Saturday, October 24. 2009
The Wall Street Journal's Daniel Henninger:
With fakery everywhere?some of it amusing, some of it not funny?people's ability to know where things fall on the spectrum between fact and falsity becomes so compromised that they retreat into a shell of cynicism about everything. And there is a lot to process: 9/11 deniers, Iranian Holocaust deniers, Obama birthers. Lily Tomlin provided the epigraph for our age: "I try to be cynical, but it's hard to keep up."
...
Now, with more people decked out in protective coats of cynicism, it's gotten harder for the pols to sell their grand schemes.
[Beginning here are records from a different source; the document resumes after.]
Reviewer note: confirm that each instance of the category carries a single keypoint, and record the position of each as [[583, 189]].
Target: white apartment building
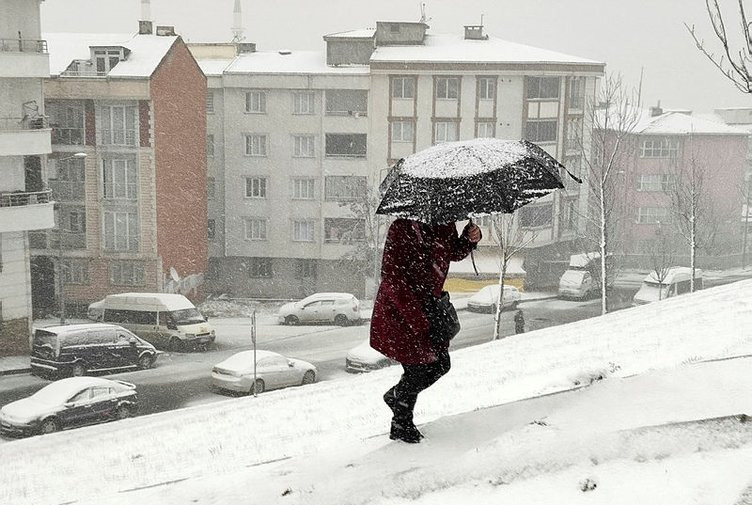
[[24, 144], [296, 136]]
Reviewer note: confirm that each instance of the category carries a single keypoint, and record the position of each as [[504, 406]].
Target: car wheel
[[258, 387], [49, 425], [308, 378]]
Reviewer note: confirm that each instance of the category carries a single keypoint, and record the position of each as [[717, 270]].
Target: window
[[653, 215], [342, 102], [121, 231], [119, 179], [255, 102], [403, 131], [344, 230], [255, 187], [542, 88], [659, 148], [536, 216], [345, 188], [255, 229], [302, 230], [486, 88], [447, 88], [127, 273], [403, 87], [303, 146], [541, 130], [255, 145], [302, 103], [445, 131], [346, 144], [260, 267], [302, 188], [116, 125]]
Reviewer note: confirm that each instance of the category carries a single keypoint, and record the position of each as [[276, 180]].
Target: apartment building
[[25, 203], [128, 169]]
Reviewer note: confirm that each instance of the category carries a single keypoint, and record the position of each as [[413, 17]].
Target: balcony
[[21, 211], [24, 58]]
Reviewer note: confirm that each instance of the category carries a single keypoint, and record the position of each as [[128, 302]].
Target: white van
[[677, 282], [165, 320]]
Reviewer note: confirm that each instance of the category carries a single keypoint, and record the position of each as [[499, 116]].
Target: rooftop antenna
[[237, 23]]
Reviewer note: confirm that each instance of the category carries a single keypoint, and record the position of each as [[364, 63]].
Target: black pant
[[415, 379]]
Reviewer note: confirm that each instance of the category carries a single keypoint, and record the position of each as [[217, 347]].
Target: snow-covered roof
[[457, 49], [288, 62], [146, 51]]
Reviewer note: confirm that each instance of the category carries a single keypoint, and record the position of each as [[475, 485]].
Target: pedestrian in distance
[[414, 267]]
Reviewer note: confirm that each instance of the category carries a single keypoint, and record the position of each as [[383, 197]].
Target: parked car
[[68, 403], [77, 349], [338, 308], [273, 371], [485, 300], [365, 358]]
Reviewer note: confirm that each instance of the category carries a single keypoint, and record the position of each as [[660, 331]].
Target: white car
[[273, 371], [485, 299], [365, 358], [338, 308]]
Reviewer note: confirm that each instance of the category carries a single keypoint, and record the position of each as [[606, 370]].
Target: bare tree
[[613, 115], [734, 63]]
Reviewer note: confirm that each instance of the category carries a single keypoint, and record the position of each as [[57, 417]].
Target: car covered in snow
[[273, 371], [68, 403], [338, 308]]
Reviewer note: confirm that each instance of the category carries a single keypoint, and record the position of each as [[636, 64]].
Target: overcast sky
[[647, 34]]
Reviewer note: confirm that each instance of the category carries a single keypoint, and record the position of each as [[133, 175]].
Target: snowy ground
[[662, 426]]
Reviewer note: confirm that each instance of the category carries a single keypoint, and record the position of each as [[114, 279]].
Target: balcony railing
[[19, 198], [23, 46]]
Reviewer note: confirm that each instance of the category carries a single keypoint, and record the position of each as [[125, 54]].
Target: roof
[[147, 51], [457, 49]]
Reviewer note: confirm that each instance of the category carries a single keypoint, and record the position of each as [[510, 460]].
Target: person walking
[[414, 266]]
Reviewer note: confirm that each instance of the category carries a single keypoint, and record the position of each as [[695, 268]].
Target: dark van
[[77, 349]]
Ask President Obama.
Mr. Obama's health-care initiative has been a hard sell with the public. He pitched it before a joint session of Congress. Its difficulties during the August recess became the famous "tea parties" for members of Congress.
The tea parties were ridiculed as right-wing activism. Up to a point, perhaps, but that's too simple. Those people had been trained by the culture to be reflexively skeptical. They were struggling to understand a complex piece of major legislation that their own representatives couldn't explain.
The current president seems taken aback that so many could doubt his good intentions. But politicians trying to sell big things, whether ObamaCare or privatized Social Security or even wars, need to get better at what they do. We are all balloon boys now, learning every day how to make sure the clever people don't take us for a ride.